Gene networks identified by ARACNe have already helped predict how patients will respond to drugs and find treatments for patients whose diseases were thought to be untreatable. 'It will be interesting to see whether their new model can generalize to unseen cell states without inferring a new network for each new dataset given the context-specificity of gene networks,' said Christina Theodoris, a researcher at the Gladstone Institutes and the developer of Geneformer, one of the other AI models that the GREmLN team benchmarked their algorithm against.

ARACNe识别出的基因网络已经帮助预测患者对药物的反应,并为那些被认为无法治愈的疾病找到治疗方法。“考虑到基因网络的上下文特异性,看看他们的新模型是否能够推广到未见过的细胞状态,而无需为每个新数据集推断新的网络,这将很有趣,”格莱斯顿研究所的研究员、Geneformer(GREmLN团队将其算法与其他AI模型进行基准测试的对象之一)的开发者克里斯蒂娜·塞奥多里斯说道。

.

'It will also be interesting to evaluate the model across a wider range of tasks and cell types to confirm its generalizability,' she said, noting that the preprint has only evaluated the model on two specific tasks so far and has not yet shown experimental validation of new predictions.

“评估该模型在更广泛的任务和细胞类型上的表现也将很有趣,以确认其泛化能力,”她说道,并指出预印本目前仅在两个特定任务上评估了该模型,尚未对新预测进行实验验证。

But this version of GREmLN is just the beginning. The team already has plans to train future versions with data generated solely for the purpose of training AI models from its

但是这个版本的GREmLN仅仅是个开始。该团队已经计划用专门为训练AI模型而生成的数据来训练未来的版本。

Billion Cells Project

百亿细胞计划

. Furthermore, GREmLN is part of the groundwork for CZI's ultimate plan to develop a more general AI-based virtual cell model. 'This is the basement level of a big skyscraper,' Califano said.
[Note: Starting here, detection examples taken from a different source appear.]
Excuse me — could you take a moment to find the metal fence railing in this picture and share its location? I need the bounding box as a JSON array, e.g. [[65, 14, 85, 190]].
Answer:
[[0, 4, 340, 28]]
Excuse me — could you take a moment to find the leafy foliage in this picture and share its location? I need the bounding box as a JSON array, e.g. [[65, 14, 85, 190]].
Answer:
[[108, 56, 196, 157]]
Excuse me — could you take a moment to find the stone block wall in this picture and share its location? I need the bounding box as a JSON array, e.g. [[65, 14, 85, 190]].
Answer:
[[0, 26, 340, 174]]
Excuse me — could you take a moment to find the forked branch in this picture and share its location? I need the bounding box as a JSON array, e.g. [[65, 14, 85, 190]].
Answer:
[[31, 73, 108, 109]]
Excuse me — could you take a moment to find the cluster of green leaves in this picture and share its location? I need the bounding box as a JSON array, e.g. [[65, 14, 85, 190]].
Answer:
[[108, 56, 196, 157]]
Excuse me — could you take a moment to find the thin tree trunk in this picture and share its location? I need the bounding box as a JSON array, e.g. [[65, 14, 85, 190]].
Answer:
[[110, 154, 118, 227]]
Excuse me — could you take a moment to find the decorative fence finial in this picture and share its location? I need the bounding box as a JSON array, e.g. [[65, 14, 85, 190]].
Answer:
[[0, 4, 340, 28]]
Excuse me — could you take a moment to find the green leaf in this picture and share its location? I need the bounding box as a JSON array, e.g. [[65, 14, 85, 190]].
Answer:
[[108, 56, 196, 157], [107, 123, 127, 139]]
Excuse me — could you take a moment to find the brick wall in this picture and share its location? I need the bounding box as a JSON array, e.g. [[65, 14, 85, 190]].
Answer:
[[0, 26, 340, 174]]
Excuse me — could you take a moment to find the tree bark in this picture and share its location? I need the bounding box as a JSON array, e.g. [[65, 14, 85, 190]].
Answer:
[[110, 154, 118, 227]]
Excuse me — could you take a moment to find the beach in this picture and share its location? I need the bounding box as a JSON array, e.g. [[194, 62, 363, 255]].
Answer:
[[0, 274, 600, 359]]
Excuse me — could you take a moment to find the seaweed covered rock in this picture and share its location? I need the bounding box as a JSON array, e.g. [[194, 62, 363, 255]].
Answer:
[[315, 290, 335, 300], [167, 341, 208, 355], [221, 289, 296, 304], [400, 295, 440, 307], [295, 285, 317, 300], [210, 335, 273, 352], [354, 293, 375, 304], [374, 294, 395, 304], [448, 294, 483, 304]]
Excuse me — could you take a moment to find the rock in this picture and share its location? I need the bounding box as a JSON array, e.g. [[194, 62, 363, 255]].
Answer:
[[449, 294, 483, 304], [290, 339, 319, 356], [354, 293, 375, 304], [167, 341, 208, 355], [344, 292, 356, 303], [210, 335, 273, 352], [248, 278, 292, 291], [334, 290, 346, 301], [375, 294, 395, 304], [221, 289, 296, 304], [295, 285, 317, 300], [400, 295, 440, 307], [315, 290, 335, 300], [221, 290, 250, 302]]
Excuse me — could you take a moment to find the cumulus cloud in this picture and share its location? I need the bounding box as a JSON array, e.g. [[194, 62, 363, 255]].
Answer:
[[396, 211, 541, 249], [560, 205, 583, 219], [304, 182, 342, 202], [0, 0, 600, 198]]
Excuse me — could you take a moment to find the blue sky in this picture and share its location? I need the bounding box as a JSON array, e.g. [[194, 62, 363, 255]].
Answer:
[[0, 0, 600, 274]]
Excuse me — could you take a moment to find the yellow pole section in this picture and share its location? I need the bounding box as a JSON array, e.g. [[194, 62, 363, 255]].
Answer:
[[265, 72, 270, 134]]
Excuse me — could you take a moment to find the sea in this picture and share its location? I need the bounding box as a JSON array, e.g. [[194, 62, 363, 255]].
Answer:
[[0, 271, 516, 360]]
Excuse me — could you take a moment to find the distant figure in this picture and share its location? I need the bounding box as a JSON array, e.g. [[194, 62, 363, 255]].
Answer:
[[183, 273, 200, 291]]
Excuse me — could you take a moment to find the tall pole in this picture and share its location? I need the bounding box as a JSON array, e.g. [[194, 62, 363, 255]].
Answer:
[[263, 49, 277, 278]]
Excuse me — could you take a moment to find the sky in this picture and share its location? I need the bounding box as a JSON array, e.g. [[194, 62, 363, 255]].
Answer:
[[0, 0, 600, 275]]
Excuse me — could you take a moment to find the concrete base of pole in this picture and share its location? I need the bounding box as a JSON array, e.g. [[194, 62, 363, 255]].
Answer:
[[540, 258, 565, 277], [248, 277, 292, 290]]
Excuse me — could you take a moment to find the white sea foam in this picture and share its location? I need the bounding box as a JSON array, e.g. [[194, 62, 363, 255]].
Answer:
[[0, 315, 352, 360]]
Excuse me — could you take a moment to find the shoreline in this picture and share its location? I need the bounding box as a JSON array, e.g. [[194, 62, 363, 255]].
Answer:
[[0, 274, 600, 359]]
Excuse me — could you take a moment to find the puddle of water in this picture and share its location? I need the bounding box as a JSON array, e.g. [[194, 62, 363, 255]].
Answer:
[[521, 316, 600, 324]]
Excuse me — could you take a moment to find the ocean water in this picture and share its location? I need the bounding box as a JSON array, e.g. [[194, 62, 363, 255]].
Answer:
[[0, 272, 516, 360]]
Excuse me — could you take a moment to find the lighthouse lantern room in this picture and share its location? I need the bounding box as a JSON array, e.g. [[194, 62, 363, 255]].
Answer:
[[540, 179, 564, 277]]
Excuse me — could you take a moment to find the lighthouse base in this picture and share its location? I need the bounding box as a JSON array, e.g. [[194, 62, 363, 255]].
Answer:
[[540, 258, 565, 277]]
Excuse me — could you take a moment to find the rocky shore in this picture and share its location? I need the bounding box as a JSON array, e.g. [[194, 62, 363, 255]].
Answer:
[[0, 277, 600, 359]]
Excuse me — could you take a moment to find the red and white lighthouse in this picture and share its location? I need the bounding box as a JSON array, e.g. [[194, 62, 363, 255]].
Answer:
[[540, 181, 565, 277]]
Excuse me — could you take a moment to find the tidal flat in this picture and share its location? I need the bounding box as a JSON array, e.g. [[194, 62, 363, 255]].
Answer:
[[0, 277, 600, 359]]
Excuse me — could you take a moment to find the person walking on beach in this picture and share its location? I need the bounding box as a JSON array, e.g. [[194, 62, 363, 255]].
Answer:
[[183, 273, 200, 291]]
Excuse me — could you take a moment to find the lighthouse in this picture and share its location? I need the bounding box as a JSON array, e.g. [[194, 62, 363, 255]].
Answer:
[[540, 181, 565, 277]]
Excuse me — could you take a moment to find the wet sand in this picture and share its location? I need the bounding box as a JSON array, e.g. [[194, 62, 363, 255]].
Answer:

此外,GREmLN 是 CZI 最终开发更通用的基于人工智能的虚拟细胞模型计划的基础工作之一。卡利法诺说:“这是摩天大楼的地下室级别”。

Beyond the gene regulatory networks, he believes the model can be further improved by also considering other data, including signal transduction, protein-protein interactions, and microRNA binding, among others. 'Each layer will bring a new constraint on the attention of GREmLN and make it more efficient,' he said..

除了基因调控网络之外,他认为通过考虑其他数据,包括信号转导、蛋白质-蛋白质相互作用和微RNA结合等,可以进一步改进该模型。他说:“每一层都将为GREmLN的注意力带来新的约束,使其更加高效。”